# Gifts for Music Lovers



## michael walsh (Sep 6, 2009)

Ideally, the perfect gift I could buy for a very lovely and musically talented lady friend, would be an item of jewellery with a musical motif. 

1. Does anyone know a mail order firm that might offer such an item? 

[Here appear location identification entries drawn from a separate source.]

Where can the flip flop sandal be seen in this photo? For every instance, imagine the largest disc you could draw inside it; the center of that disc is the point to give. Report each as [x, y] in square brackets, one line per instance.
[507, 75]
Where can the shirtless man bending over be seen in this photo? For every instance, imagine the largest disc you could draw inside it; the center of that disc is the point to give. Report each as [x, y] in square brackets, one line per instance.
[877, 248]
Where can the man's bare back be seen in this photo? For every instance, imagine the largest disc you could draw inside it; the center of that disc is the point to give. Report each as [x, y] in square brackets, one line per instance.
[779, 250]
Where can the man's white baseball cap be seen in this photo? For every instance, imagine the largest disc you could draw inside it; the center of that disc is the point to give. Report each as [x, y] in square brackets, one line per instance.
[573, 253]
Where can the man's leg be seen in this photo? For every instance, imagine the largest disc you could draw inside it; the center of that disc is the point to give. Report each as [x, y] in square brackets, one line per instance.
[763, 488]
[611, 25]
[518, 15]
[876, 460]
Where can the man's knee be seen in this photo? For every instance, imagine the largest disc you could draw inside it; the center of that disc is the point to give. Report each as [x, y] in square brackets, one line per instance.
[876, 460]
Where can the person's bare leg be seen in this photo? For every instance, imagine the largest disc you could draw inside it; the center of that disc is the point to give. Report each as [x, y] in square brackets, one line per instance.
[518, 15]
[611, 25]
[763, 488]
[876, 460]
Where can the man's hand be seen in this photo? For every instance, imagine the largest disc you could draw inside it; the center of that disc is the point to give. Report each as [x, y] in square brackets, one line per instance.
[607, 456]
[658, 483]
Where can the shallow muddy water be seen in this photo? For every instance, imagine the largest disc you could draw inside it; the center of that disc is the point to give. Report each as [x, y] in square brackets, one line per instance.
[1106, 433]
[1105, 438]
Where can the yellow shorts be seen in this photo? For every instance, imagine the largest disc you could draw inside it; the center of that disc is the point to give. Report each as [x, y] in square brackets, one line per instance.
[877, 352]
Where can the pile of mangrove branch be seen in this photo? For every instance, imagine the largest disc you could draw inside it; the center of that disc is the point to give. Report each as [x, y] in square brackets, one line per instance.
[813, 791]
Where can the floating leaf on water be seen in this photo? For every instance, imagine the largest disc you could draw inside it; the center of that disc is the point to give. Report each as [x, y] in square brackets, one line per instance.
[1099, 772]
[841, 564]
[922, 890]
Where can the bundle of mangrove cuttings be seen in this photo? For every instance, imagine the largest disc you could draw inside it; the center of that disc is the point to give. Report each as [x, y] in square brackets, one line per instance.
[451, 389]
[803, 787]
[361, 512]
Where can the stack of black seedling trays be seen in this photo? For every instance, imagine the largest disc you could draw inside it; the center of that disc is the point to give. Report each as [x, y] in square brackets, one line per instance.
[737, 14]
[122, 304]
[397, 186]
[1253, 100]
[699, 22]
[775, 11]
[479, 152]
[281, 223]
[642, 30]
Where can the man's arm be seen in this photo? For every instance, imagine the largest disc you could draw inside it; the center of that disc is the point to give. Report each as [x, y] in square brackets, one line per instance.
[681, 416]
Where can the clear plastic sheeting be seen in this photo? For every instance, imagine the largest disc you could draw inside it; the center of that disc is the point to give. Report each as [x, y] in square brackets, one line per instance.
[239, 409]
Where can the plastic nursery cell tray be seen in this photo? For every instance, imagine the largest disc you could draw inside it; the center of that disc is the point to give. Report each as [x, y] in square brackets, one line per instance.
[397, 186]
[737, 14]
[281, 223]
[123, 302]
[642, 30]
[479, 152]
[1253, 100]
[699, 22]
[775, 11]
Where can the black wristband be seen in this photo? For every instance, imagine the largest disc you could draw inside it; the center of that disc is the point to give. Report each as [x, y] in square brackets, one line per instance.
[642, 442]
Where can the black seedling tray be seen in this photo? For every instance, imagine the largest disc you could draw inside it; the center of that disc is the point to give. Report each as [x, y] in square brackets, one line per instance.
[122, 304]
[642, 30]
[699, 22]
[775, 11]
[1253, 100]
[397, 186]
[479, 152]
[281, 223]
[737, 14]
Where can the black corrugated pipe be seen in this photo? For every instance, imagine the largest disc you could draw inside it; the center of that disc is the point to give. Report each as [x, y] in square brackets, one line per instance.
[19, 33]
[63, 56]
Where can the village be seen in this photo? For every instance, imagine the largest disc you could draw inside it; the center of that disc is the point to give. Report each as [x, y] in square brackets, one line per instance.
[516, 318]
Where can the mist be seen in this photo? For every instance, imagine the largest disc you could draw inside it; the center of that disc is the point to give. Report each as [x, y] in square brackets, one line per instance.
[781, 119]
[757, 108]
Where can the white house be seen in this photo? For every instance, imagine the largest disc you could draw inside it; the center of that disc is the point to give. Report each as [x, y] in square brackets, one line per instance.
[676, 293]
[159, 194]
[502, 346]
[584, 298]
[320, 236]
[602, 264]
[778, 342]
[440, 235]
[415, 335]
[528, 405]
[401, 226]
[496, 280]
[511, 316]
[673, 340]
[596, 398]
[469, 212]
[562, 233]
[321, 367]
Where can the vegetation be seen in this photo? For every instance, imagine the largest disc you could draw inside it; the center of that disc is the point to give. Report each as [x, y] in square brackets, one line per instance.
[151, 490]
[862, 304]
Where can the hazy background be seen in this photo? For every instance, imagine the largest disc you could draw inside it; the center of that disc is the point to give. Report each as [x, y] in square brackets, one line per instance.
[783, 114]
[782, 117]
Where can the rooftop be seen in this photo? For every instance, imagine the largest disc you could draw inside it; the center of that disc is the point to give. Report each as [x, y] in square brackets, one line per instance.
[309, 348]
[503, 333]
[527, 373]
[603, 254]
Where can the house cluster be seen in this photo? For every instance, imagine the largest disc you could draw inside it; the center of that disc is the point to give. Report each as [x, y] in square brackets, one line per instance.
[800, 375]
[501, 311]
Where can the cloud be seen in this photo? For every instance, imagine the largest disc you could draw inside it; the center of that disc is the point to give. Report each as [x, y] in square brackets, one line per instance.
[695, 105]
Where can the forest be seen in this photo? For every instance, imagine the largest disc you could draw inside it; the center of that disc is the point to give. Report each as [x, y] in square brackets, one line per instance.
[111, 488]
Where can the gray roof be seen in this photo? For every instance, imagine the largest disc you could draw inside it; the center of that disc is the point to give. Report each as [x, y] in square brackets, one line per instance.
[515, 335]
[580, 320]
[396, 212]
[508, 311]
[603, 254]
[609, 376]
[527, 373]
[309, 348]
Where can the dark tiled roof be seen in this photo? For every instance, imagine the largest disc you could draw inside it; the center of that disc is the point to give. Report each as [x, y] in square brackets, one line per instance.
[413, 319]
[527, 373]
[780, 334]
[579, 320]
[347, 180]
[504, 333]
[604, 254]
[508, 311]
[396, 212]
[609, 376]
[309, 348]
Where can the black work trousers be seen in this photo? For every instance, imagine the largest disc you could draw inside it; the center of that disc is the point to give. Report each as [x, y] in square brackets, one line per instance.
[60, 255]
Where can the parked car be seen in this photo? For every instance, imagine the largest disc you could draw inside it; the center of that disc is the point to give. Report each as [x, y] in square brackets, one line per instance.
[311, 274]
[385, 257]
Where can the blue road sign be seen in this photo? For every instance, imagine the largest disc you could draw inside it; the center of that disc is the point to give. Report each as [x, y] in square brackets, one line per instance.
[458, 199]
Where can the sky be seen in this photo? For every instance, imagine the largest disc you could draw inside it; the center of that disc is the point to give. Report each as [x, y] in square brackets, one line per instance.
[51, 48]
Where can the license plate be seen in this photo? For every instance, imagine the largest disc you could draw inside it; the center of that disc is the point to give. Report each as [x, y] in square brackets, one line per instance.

2. What gift would you like to buy a friend who appreciates good music?


----------



## SalieriIsInnocent (Feb 28, 2008)

Well for #2. I would buy something like this

http://www.amazon.com/Yellow-Diamond-French-Pendant-Clarity/dp/B001HSOAUK/ref=sr_1_38?ie=UTF8&s=jewelry&qid=1258208294&sr=1-38

or

http://www.amazon.com/Yellow-Diamond-Music-Pendant-Clarity/dp/B001BNP73A/ref=sr_1_19?ie=UTF8&s=jewelry&qid=1258208377&sr=1-19

I looked at lockets that played music, but they were disney or high school musical kids necklaces.


----------



## Lukecash12 (Sep 21, 2009)

You could buy some really great recordings, also. What better for a music lover than music?


----------



## nefigah (Aug 23, 2008)

Or some bitchin' headphones, though something tells me that perhaps encouraging solo listening would be counterproductive in this case


----------



## Yoshi (Jul 15, 2009)

What about a lovely music box?


----------



## michael walsh (Sep 6, 2009)

A happy ending to this one. I never realised just how many online companies are partially or totally focused on offering gifts for lovers of music; yes, real music too. Jewellery .. all kinds of nice things. All I did was google musical gifts. I am really pleased with myself - I presume she will be too. Thanks everyone!


----------



## Merl (Jul 28, 2016)

Why not get her a pair of these gawwwwwjus Beethoven socks? Sooo classy!


----------